Depending on which survey you read, which I suppose depends on how much
people are lying to the pollsters on any given day, somewhere between 5 and
15 percent of Americans claim to have smoked marijuana fairly recently.
These people are not all deranged loners sitting in their garret apartments
smoking marijuana; very often they have families. And most of their
families don't want to see them put in jail. Very often parents who know
that their teenagers are smoking marijuana have another strong reason to
favor legalization; under current practice they are liable to have their
homes taken away because someone in their home possesses marijuana. Even
parents who aren't sympathetic, who are ready to go out and hire a
deprogrammer to kidnap the kid and force him into a drug program, want to
keep their home. I suspect that some of those people would vote for a
legalization candidate because they don't want to lose the family house or
family car.
I think that the constituency for legalization is there, and I think that
if enough noise is made it is possible for an LP nominee to get 5% of the
vote by running on that issue. I'm not saying I'm sure that this would
work, I'm saying that the strategy is plausible. And I don't know any other
strategy that is. Ordinarily, I'm an advocate of testing strategies before
rolling them out -- and testing them on a very low scale. But I don't think
this is an issue that can be tested except at the presidential level. I
don't think that getting a congressional candidate to run aggressively
would work: most people are going to realize that it isn't going to make a
big statement if the LP candidate gets 5 percent of the vote in the 17th
congressional district.
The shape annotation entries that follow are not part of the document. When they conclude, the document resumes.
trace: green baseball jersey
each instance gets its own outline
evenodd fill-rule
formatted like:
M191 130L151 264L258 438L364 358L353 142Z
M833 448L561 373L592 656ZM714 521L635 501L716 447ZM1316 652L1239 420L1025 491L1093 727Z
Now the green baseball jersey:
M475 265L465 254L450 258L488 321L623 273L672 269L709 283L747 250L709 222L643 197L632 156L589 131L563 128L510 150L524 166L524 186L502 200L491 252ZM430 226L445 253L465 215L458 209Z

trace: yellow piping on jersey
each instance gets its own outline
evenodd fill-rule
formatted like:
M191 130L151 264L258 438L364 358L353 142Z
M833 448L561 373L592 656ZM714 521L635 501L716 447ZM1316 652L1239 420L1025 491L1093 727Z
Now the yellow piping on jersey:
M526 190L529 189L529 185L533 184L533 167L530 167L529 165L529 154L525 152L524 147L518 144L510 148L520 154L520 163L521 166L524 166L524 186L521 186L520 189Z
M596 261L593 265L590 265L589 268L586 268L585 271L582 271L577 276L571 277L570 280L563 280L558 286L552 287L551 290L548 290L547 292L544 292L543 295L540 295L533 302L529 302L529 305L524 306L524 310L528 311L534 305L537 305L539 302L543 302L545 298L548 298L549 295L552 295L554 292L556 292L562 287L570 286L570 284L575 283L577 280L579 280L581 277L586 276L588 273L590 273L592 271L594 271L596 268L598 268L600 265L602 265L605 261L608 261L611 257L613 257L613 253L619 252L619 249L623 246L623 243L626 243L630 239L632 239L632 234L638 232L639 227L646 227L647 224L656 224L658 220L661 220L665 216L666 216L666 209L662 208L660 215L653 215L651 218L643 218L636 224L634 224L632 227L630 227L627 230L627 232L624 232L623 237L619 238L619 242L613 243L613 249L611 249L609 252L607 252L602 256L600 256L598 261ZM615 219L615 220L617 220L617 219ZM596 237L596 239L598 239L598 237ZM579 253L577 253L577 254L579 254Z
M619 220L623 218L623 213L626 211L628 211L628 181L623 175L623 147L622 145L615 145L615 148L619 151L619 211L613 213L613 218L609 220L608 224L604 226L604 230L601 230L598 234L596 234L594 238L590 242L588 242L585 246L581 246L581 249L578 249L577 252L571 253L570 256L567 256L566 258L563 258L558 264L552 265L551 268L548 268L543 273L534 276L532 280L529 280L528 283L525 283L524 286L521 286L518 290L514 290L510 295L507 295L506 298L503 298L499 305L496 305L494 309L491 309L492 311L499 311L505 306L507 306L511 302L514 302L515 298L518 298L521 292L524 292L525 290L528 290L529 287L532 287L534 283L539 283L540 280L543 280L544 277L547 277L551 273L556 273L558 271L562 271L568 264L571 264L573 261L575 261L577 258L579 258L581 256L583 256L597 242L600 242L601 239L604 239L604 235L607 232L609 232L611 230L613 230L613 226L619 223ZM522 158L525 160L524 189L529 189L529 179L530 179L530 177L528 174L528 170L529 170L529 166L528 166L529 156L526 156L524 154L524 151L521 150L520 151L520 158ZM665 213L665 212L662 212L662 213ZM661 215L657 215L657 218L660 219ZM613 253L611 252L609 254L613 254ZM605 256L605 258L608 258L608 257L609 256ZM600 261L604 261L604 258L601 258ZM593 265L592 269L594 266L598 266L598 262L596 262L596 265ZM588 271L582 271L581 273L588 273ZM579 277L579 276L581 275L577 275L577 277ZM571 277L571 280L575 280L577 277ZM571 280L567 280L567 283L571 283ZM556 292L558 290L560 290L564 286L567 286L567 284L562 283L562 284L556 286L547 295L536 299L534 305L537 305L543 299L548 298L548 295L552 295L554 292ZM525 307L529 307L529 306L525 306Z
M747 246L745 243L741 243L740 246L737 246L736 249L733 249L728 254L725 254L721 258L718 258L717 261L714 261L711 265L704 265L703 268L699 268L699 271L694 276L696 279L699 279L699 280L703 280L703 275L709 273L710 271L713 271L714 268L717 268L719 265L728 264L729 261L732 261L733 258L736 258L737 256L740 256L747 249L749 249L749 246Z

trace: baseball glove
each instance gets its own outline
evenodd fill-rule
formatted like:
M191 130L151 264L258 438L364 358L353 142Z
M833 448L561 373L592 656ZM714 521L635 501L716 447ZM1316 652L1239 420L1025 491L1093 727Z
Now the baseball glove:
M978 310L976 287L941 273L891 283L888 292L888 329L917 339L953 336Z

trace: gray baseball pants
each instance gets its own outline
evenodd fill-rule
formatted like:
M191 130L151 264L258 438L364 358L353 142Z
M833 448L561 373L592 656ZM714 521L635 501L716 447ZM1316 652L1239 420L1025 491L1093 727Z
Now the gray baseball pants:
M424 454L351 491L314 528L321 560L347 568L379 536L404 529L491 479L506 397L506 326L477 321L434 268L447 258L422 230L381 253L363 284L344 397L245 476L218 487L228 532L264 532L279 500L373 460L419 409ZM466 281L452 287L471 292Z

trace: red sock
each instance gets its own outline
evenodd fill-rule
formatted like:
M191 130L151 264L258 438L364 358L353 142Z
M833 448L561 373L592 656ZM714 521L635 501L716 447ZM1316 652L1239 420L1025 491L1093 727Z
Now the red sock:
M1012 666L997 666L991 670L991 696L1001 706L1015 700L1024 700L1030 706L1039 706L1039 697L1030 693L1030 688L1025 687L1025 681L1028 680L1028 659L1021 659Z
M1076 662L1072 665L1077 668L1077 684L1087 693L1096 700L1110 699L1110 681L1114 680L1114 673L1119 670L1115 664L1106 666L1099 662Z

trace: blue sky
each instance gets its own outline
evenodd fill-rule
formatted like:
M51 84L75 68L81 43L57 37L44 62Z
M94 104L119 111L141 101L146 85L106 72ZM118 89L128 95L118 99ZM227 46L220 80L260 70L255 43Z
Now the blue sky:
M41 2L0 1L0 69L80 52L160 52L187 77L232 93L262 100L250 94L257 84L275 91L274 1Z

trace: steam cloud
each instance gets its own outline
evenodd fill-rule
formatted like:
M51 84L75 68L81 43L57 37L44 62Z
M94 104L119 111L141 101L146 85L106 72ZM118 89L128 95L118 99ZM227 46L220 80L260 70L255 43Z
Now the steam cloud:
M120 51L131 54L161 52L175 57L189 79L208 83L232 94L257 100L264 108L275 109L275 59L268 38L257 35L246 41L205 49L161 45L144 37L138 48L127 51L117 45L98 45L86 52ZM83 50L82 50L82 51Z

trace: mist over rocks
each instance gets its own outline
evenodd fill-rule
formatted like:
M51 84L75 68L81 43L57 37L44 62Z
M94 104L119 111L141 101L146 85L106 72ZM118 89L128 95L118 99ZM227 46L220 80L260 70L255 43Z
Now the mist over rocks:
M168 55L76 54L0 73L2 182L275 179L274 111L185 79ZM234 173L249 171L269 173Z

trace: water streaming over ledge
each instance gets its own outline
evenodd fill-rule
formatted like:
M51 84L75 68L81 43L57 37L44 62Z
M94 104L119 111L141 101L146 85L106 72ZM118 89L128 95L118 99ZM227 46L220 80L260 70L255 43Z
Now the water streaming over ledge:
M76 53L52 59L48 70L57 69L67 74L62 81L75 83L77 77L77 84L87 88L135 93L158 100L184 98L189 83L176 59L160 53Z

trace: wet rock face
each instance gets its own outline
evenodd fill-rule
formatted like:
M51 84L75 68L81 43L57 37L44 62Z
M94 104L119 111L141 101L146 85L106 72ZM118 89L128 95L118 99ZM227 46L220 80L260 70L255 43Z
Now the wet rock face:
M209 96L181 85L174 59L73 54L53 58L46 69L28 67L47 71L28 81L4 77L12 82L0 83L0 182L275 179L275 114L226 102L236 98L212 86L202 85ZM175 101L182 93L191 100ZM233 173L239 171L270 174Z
A good presidential campaign could easily run ahead
of a congressional campaign.
I have discussed this with Peter McWilliams, a person I thought might be a
good presidential candidate. Peter has AIDS and cancer and is using
marijuana to alleviate the nausea that is a side effect of the anti-cancer,
anti-AIDS drugs he is taking. Peter has two problems about running for
president. First, he can't leave California because, as a person who
publicly admitted to using marijuana for medical reasons, he has been
arrested and charged with a felony. Second, he thinks it would be a better
idea to have a celebrity candidate.
Well, I'm all for a celebrity, but if we can't get one I don't think it
makes a great deal of difference. I think, for example, that if Harry
Browne, the LP's most recent presidential nominee, would follow the
strategy I've outlined, Harry would be a wonderful spokesman. So would Ron
Paul. Both are highly respectable people who present themselves very well.
If either of them were running for president and talked about legalizing
marijuana, I don't think that people would be snickering behind his back
and saying that he's probably running to his hotel room at night to smoke a
few joints.
The important thing, however, is to give this new strategy a try.
We have invented the wheel and we have run it six or seven times, and
except in 1980, when we had a very large amount of money, our method has
resulted in less than half of one percent, no matter how good our candidate
has been, no matter how hard he worked, no matter how hard all of us
worked. As they say, "If you always do what you've always done, you'll
always get what you've always got." In our case, that means spending
millions of dollars and doing tens or hundreds of thousands of hours of
campaigning and getting so few votes that we remain irrelevant, even
invisible.
Making drug legalization the central theme of the Libertarian Party's 2000
campaign is not a magic bullet. It won't allow the LP to elect a president
or even a member of Congress. But it just might help us leap over the
hurdle of irrelevancy, that invisible barrier that keeps the Libertarian
vote well under one percent, that keeps our candidates out of debates, that
leaves us off the political landscape.